In preparing information for buyers, the objective is to capture the interest of investors by highlighting a company’s positive features and growth potential. If sale is not emphasised, the offer may attract a few takers and those who want bargain basement deals. An aggressive approach to a sale, preparing an appropriate prospectus and turning around an unviable company would require skills and resources, such as auditing, accounting, negotiating, advertising, law, marketing, finance, management, cleaning up balance sheets, transferring obligations and workplace/plant rehabilitation. Some even argue for a company restructuring prior to privatising, which imposes cost burden. Selling can, of course, get complicated when many assets assumed to be the property of the sellable entities are found not to be on their books and hence not theirs to sell, or land has been compulsorily acquired for public purposes and the government is not free to dispose of this land.

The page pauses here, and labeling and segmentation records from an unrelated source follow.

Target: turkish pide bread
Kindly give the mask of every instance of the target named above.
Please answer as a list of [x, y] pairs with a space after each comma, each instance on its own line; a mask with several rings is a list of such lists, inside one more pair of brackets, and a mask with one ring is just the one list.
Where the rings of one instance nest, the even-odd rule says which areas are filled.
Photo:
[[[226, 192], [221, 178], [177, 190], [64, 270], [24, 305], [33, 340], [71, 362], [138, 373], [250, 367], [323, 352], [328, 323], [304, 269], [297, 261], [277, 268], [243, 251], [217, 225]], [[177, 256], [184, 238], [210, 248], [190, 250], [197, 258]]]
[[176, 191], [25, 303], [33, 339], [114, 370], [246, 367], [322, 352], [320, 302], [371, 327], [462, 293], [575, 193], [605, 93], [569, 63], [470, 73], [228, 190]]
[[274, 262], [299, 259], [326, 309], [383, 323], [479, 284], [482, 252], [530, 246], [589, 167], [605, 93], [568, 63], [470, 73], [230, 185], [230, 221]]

Privatisation is effected primarily by way of private placement and tenders in developing-country systems marked by monopoly, monopsony, sketchy skill base, underdeveloped capital market, fragile liquidity situation and a relatively slow-moving red-tape-riddled management system. Often, the bids provide for no ineligibles, the response for real estates tends to be low, sometimes very few offers are received, negotiations for larger enterprises tend to be limited to a single potential buyer, the two-stage bidding process is not popular, low offers or bids persist, and disputes occur. Also, where potential bidders are technological or market rivals, the process is fraught with the risks of retaliation and non-cooperation. When this happens, it discourages other potential buyers and partners who see one company having an unfair advantage because of the inside track that it enjoys. When there is no competition for an enterprise, the government is forced to make a choice between a low offer or enterprise closure.
Where management contract is under consideration, the buyers do not beforehand commit themselves to equity. The public sector tends to appoint one or two directors to the directorial board. The downside is that the information base – asset value, priority, etc – is captured by the contracted enterprise management.

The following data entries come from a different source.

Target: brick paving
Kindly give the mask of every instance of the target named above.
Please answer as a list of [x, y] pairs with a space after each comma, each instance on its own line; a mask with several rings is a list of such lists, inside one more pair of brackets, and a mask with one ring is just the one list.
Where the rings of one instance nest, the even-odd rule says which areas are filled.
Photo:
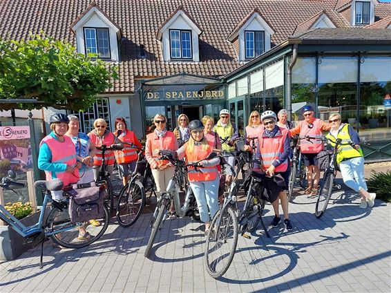
[[[376, 200], [359, 208], [354, 192], [335, 192], [325, 214], [314, 216], [316, 198], [301, 193], [289, 205], [294, 225], [239, 236], [233, 261], [218, 280], [204, 264], [203, 226], [191, 218], [167, 220], [150, 259], [144, 252], [151, 214], [131, 227], [111, 225], [97, 243], [80, 249], [45, 245], [0, 264], [1, 292], [382, 292], [391, 290], [391, 205]], [[265, 221], [272, 208], [266, 206]]]

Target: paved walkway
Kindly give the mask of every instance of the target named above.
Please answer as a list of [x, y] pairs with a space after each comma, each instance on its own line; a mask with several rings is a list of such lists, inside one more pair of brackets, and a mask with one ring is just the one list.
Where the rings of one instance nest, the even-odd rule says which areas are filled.
[[[262, 229], [239, 237], [233, 261], [214, 280], [205, 270], [203, 227], [191, 218], [167, 220], [151, 259], [144, 252], [151, 214], [127, 229], [111, 225], [96, 243], [81, 249], [45, 245], [0, 264], [1, 292], [383, 292], [391, 290], [391, 205], [359, 208], [356, 194], [333, 194], [326, 214], [314, 216], [314, 197], [289, 205], [294, 229]], [[272, 208], [264, 219], [270, 223]], [[260, 227], [260, 225], [259, 225]]]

The larger management system can be hurt by low-key communication campaigns, tentative deadlines for the completion of discussions put more pressure on the government than on the buyer, and increased transparency that is required in decision-making has been more challenging than expected. Notable, too, is that the interests of the investors may not coincide with the needs and priorities of the public sector. Generally, interest tends to be negligible in closed entities, small entities and non-tradables. Pressure is exerted on the public sectors for the divestment of the most profitable enterprises. Eventually, the most profitable ones find their way to divestment and privatisation. Indeed, increased profitability and attractiveness, future investibility, the visible success story and credibility can swing the reasoning for privatising more enterprises in developing countries.

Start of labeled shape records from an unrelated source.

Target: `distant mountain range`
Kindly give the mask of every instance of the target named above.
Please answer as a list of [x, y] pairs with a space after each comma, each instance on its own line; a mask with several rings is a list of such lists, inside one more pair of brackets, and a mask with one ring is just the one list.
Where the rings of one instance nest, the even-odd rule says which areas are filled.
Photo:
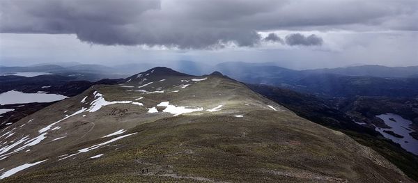
[[[283, 98], [276, 92], [272, 99]], [[293, 96], [289, 108], [298, 98], [311, 104], [305, 111], [322, 105], [307, 95], [286, 95]], [[341, 132], [353, 129], [343, 122], [346, 116], [321, 107], [330, 109], [327, 115], [337, 120], [324, 124]], [[334, 125], [338, 120], [341, 126]], [[6, 182], [414, 182], [415, 178], [408, 171], [417, 162], [411, 154], [405, 158], [412, 157], [412, 161], [402, 161], [399, 168], [392, 163], [396, 159], [388, 161], [353, 139], [376, 137], [348, 136], [301, 118], [219, 72], [192, 76], [155, 67], [116, 84], [92, 86], [1, 130], [0, 179]], [[402, 152], [389, 151], [402, 157]]]
[[[369, 65], [295, 70], [278, 67], [271, 63], [229, 62], [210, 66], [201, 63], [179, 61], [167, 64], [189, 74], [201, 75], [217, 70], [248, 83], [271, 85], [327, 97], [418, 96], [418, 66], [390, 67]], [[68, 67], [56, 65], [0, 67], [0, 74], [46, 72], [68, 76], [75, 80], [94, 81], [103, 78], [126, 77], [134, 72], [146, 70], [155, 65], [156, 63], [131, 63], [113, 67], [82, 64]]]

Market economy and its nature and rationale being what they are, the fiscal concessions sought by almost all investors pose challenges.
Insistence on 25- and 50-year tax holidays and 10- to 40-year monopolies are not uncommon even when the enterprises being acquired are profitable. Basically, the public sector maintains that once an enterprise is privatised without handicaps, they ordinarily warrant no special concessions. But the downsides are changing ministry-led negotiation positions, poor state of infrastructure in the country making investments risky, investors paying cash and completing payments within a year or so, investor reluctance to take on enterprise liabilities including payables, and more concessions being sought by investors.
Minimising such concessions turns on the resoluteness, practicality, expertise and exposure of public sector negotiators. Fiscal concessions, negotiating success and deal completion rest on realistic deadlines for the completion of the process.